We’re in a new era of sex-positivity In this era, we prioritize understanding, acceptance, and inclusivity. We understand the importance of sexual wellness as a tool for enhancing our overall wellbeing. We strive to experience more pleasure, in a variety of ways. We understand that an integral part of having a thriving sex life is the idea that communication is key.
You can understand all this on a logical level, but sometimes integrating these ideas into our sex lives doesn’t come out as smoothly as we hoped for.
Despite the importance of communication with our sexual partners, it’s also one of the biggest places people feel they need to work on.
So how do you ask for what you want in bed?
Know That It Doesn’t Have To Come Out Perfect
You may have a very specific idea in your head about how a certain conversation may go down. Wink, wink.
When we talk about sex, even if it’s with someone we’re comfortable with and trust, it’s easy to become shy, embarrassed, even ashamed sometimes. These are all normal feelings. We’re not taught to advocate for our needs, especially when it comes to our sex lives. So it makes sense if you’re feeling bashful just at the thought of asking for what you want.
The thing is, imperfection is a part of being human. Life can’t be scripted, and neither can our conversations around sex. When asking for what you want, it may not come out perfect, and that’s ok. Not only is it ok, but imperfection is endearing, it makes you relatable and that much more human.
Not only that, if it sounds a little silly, then be silly with it! Sex can be funny, so why not bring some humor in it?
Make It Sexy
Just as much as these conversations can be funny, they can also be sexy. Those things are not mutually exclusive either.
Why not dive into the conversation by making it sexy? Think of it as verbal foreplay, a linguistic enhancer, a form of postcoital prose. Asking for what you want can be incredibly hot, and a turn-on in itself. These kinds of conversations can help you build sexual confidence, experience more pleasure, and help you bond with your partner.
Trust That Your Pleasure Matters
A lack of sexual confidence often comes down to a matter of self-worth. The prioritization of female pleasure is still a relatively new conversation and many cis women and people with vaginas have not grown up with the understanding that their pleasure matters.
Well, guess what? It does. Your pleasure matters and you are worthy of prioritizing it by asking for what you want.
What you have to say matters, and you deserve to have your desires heard out and indulged.
Repeat this affirmation to yourself to help build up your confidence “My pleasure matters.”. Say it again, and again, and again, until you believe it.
Make It Reciprocal
You can start the conversation by first asking your partner what they like in bed, things you’ve done that they’ve enjoyed, fantasies they want to try. Opening up the conversation by asking them first may help you feel more comfortable when you tell them what’s on your mind.
Sex is a reciprocal act. We give and receive, just like communication. Your ability to have fluid and comfortable conversations translate into your sex life. These conversations are very much a part of your sexual experience.

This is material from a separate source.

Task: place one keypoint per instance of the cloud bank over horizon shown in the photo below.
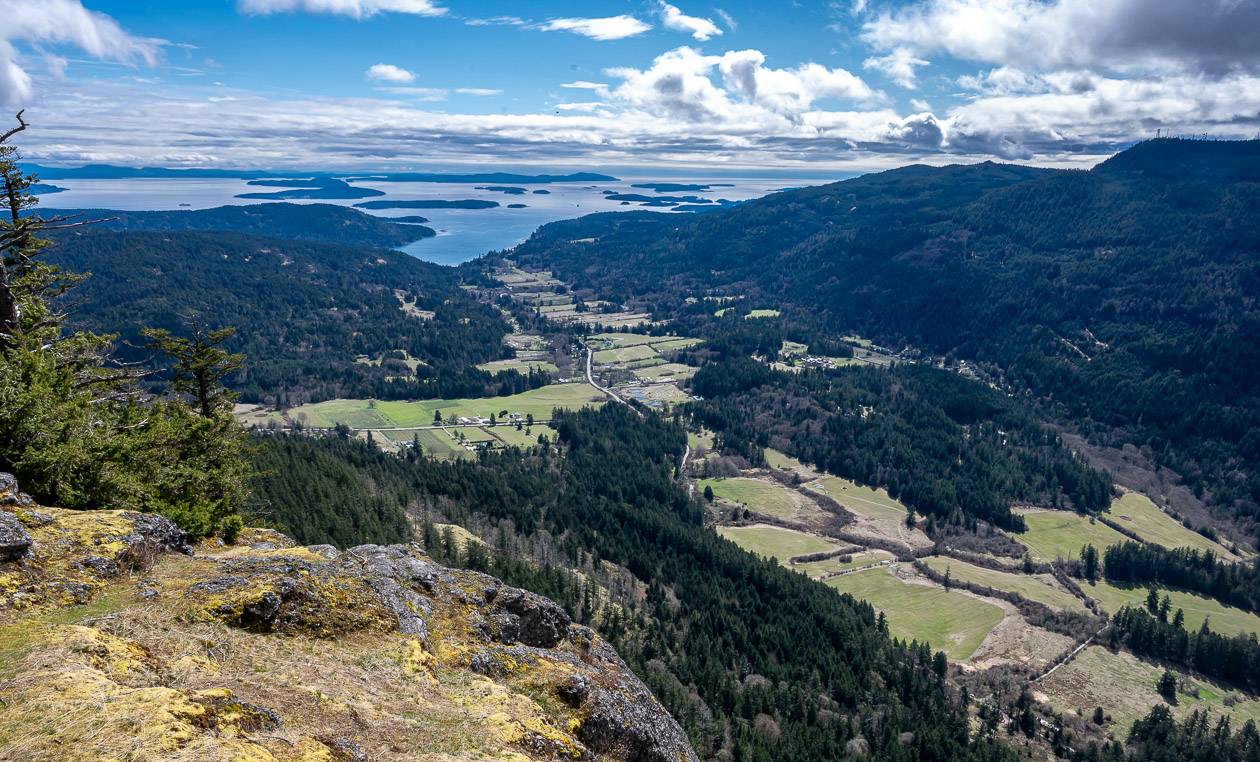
(1053, 82)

If they feel awkward and choppy at first, remember that that’s a part of being human, and that like anything – it’s a practice. The more you and your partner have these conversations, the easier it gets.
Reciprocal communication is sexy.
Trust In Your Timing
There’s no right or wrong time to ask for what you want in bed. Some people say the best time is before having sex, some will say during, and others will say after. All these are right.

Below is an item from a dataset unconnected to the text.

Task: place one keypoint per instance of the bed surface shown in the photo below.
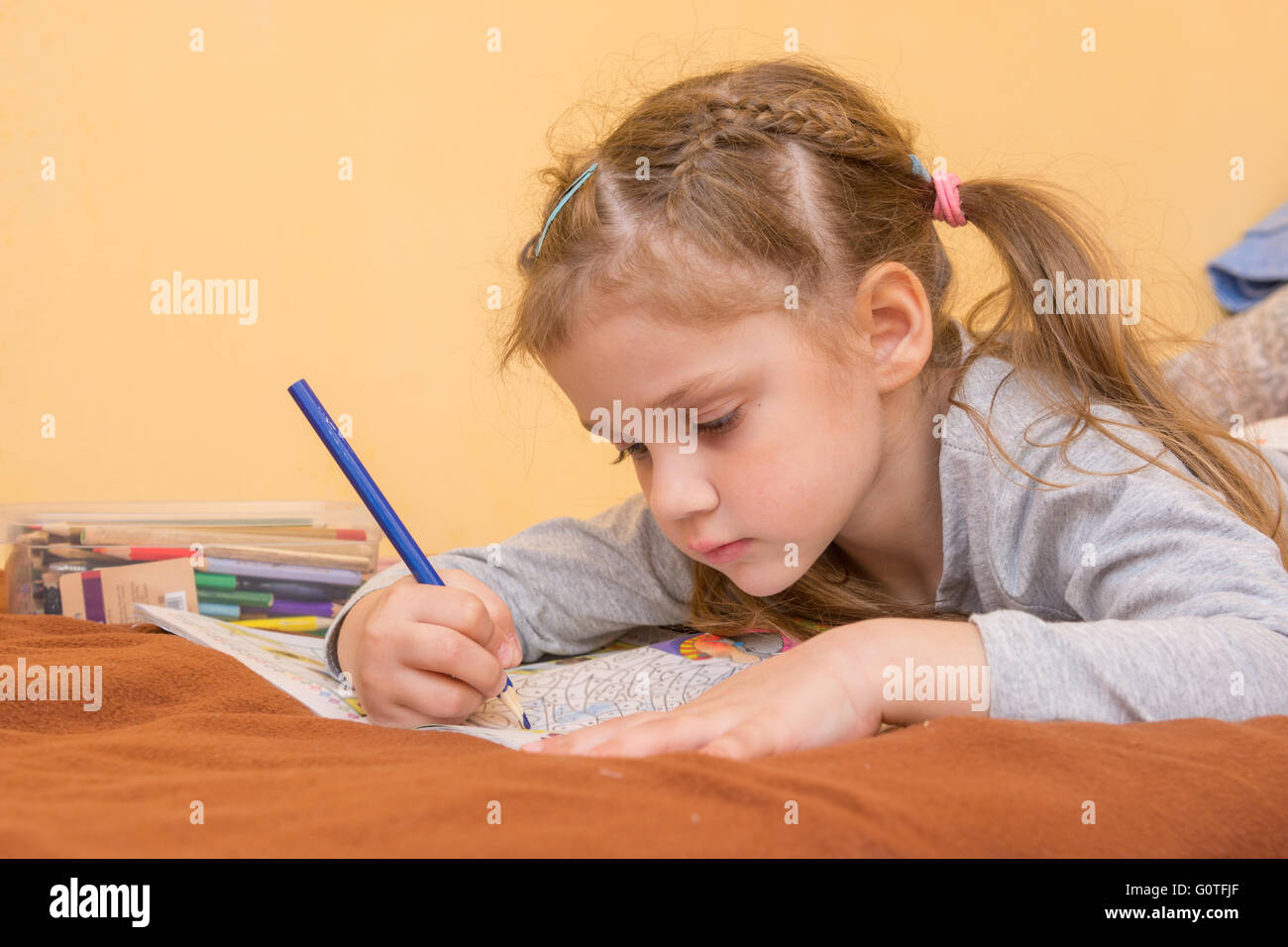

Only you and your partner know the ins and outs of your sex lives. Pun intended.
When it comes down to it if there’s something that you want that you aren’t communicating it can keep you from being present in your body and with your partner. Part of being in the moment means trusting your intuition and sense of timing. You’ll be amazed at how much more present you can be in your sex life when you say what’s on your mind as it’s coming up, versus holding it in.
Positive affirmation can go a long way. So even if you’re scared to speak up while you’re having sex, your partner will probably greatly appreciate it.
Even if it’s constructive criticism, there are ways of communicating what you want while still being encouraging. This could sound like “It feels so good when you do ___, can you do that but move your ____ a little to the ____?”. You fill in the blanks.
Now it’s time to take these tips and put them into action. You deserve to have your needs met but remember – your partner is not a mindreader. Communication is key, so amp up your sex life by asking for what you want!